Un nouveau bureau a été créé à Ceuta pour aider les familles à la recherche de leurs proches disparus lors d'une tentative de migration massive à travers la frontière avec le Maroc la semaine dernière.
Selon l'ONG Caminando Fronteras, au moins 141 personnes sont mortes en tentant de franchir la frontière vers Ceuta, tandis que le gouvernement espagnol a confirmé 75 morts le long de la côte de Ceuta.
Le bureau de police, situé dans la partie supérieure de la zone frontalière espagnole du Tarajal, se compose de trois salles: une pour les rapports de disparition, une autre pour les travailleurs médico-légaux, et une troisième avec une grande table où les policiers, les scientifiques et les techniciens travaillent sur la correspondance des identités.
Cependant, le processus est compliqué pour les familles du côté marocain de la frontière, car ceux qui n'ont pas de visa ne sont pas autorisés à entrer à Ceuta et ne peuvent donc pas accéder directement au bureau. Dans de tels cas, les familles déposent des rapports au Maroc, en envoyant des photos par e-mail ou en soumettant des échantillons d'ADN, des empreintes digitales et d'autres informations pertinentes aux gendarmes marocains, qui les transmettent ensuite à la police espagnole.
Maleno a suggéré que les ambassades soient utilisées pour maintenir la chaîne de garde. Elle a noté que les familles des victimes du Maroc trouvent plus facile d'accéder aux morgues du côté marocain, bien qu'il y ait une criminalisation croissante de l'événement et des familles touchées.
Les familles fournissent ces détails, souvent sous une tension émotionnelle immense, dans l'espoir de confirmer le sort de leurs proches.

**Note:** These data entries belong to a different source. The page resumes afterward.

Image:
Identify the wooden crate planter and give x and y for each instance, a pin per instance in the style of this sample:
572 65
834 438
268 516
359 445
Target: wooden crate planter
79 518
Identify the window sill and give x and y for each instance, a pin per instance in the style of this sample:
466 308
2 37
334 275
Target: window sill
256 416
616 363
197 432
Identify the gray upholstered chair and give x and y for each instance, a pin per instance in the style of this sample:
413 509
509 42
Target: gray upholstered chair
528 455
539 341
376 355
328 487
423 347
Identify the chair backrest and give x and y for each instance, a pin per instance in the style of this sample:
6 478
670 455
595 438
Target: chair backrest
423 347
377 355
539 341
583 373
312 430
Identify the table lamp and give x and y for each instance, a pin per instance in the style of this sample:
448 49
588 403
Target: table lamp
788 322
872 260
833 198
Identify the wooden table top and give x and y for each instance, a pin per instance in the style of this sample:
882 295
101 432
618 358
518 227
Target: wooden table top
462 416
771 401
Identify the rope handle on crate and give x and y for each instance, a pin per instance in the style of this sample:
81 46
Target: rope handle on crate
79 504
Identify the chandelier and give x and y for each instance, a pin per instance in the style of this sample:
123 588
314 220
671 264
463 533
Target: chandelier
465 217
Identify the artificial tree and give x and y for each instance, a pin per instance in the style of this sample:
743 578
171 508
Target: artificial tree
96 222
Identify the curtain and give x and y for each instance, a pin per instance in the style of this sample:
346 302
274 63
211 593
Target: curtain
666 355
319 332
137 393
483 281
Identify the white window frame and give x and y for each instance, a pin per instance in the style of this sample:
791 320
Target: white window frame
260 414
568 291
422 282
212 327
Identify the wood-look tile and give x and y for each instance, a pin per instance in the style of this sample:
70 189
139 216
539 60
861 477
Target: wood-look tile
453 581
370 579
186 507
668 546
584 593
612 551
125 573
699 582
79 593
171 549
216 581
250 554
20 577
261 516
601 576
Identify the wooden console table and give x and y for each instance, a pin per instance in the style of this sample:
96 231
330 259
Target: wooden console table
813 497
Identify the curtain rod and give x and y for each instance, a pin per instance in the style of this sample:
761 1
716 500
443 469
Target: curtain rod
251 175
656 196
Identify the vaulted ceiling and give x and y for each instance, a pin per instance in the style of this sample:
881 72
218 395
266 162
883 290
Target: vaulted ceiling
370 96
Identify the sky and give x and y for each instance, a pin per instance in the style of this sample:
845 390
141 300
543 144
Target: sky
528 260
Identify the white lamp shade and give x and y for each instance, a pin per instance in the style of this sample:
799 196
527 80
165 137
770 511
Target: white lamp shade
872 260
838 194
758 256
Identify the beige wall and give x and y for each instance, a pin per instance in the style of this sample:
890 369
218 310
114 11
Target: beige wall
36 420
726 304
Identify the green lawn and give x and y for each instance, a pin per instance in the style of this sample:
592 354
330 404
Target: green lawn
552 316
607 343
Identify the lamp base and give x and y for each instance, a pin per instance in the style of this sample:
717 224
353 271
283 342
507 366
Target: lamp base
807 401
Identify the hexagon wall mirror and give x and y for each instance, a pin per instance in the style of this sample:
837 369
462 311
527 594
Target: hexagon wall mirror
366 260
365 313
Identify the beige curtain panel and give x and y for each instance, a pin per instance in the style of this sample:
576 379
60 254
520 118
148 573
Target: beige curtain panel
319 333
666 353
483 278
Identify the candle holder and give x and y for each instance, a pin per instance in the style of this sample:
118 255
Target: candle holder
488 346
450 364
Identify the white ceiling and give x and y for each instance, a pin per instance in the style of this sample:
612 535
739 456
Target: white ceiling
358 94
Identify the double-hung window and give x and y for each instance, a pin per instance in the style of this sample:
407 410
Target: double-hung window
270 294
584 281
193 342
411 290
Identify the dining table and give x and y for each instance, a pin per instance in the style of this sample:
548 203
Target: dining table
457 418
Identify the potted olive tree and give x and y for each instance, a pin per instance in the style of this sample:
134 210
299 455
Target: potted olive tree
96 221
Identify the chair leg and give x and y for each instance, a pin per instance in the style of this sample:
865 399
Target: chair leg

À la périphérie de Tanger, la famille de Mohamed Bouzalmet, 24 ans, continue de chercher désespérément où il se trouve après avoir tenté de nager jusqu'à Ceuta depuis la ville marocaine voisine de Castillejos jeudi dernier.
Les membres de la police nationale espagnole, en particulier l'unité sous-marine connue sous le nom de GEAS, ainsi que les services maritimes, parcourent les eaux de la baie sud depuis la semaine dernière à la recherche de cadavres.Leur activité s'est intensifiée jeudi, lorsque des dizaines de milliers de migrants, principalement des jeunes, mais aussi des familles et des enfants, ont encerclé le périmètre frontalier le long de la côte.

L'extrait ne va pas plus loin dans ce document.